Research:Automated classification of article importance/Insights

Ref this post to wiki-research-l. A key point about these with regards to the work we are doing is that these show that we are encoding community practices and ideas.

"writers are not a proxy for readers as the editor surveys suggest that Wikipedia writers are not typical of broader society on at least two variables: gender and level of education"
In addition to the editor surveys, there are also research such as West et al[1], but also Lam et al[2] where a gender perspective is taken.
"And I think there are two kinds of inbound links to be considered, those coming from other articles within the same WikiProject and those coming from outside that Wikiproject."
This echoes how our model has a predictor for proportion of links from within the WikiProject.
"This spike in pageviews occurs all the time when some topic is in the news (even peripherally as in this case where it is not the article about the terrorist attack but about the street in which it occurred). Did the street become more "important"?"
Ref our ICWSM 2015 paper[3], about half the most popular articles show this kind of transient behaviour.
"So I suspect the links in the lede paras are of greater relevance to the assessment of importance than links further down in the article which will be more likely relate to details of a topic and may include examples and counter-examples (this is a way in which high importance article may mention much lower importance articles)."
This echoes how we incorporate clickstream data in our model to understand to what extent an article's traffic comes from within Wikipedia, meaning it supports the content of other articles, or from elsewhere (e.g. search engines). We also use the clickstream data to distinguish between active (clicked) inlinks and inactive inlinks, meaning that if an article is linked from many other articles but those are rarely used, it should be predicted as less important.

Key graphs/illustrations edit

 

The graph above plots WikiProjects based on the activity on their pages and on articles within scope of the project over the 180 days prior to 2017-04-24, with a color gradient showing the proportion of articles they have rated as "unknown" importance.

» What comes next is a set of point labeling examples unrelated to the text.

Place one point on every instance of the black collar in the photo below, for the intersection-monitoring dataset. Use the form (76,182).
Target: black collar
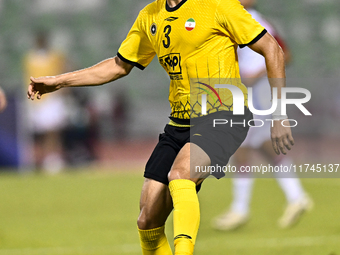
(172,9)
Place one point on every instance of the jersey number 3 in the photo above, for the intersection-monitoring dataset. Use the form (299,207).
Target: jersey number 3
(167,31)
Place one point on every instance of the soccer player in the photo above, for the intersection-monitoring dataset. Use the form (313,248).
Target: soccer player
(253,70)
(3,100)
(192,39)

This graph motivates our work because it shows recent activity and at the same time encodes how tools built around classifiers can help get work done by reducing the cost of rating the "unknown" articles.

References edit

  1. West, R.; Weber, I.; and Castillo, C. 2012. Drawing a Data-driven Portrait of Wikipedia Editors. In Proc. of OpenSym/WikiSym, 3:1–3:10.
  2. Lam, S. T. K.; Uduwage, A.; Dong, Z.; Sen, S.; Musicant, D. R.; Terveen, L.; and Riedl, J. 2011. WP:Clubhouse?: An Exploration of Wikipedia's Gender Imbalance. In Proc. of WikiSym, 1–10.
  3. Warncke-Wang, M., Ranjan, V., Terveen, L., and Hecht, B. "Misalignment Between Supply and Demand of Quality Content in Peer Production Communities" in the proceedings of ICWSM 2015.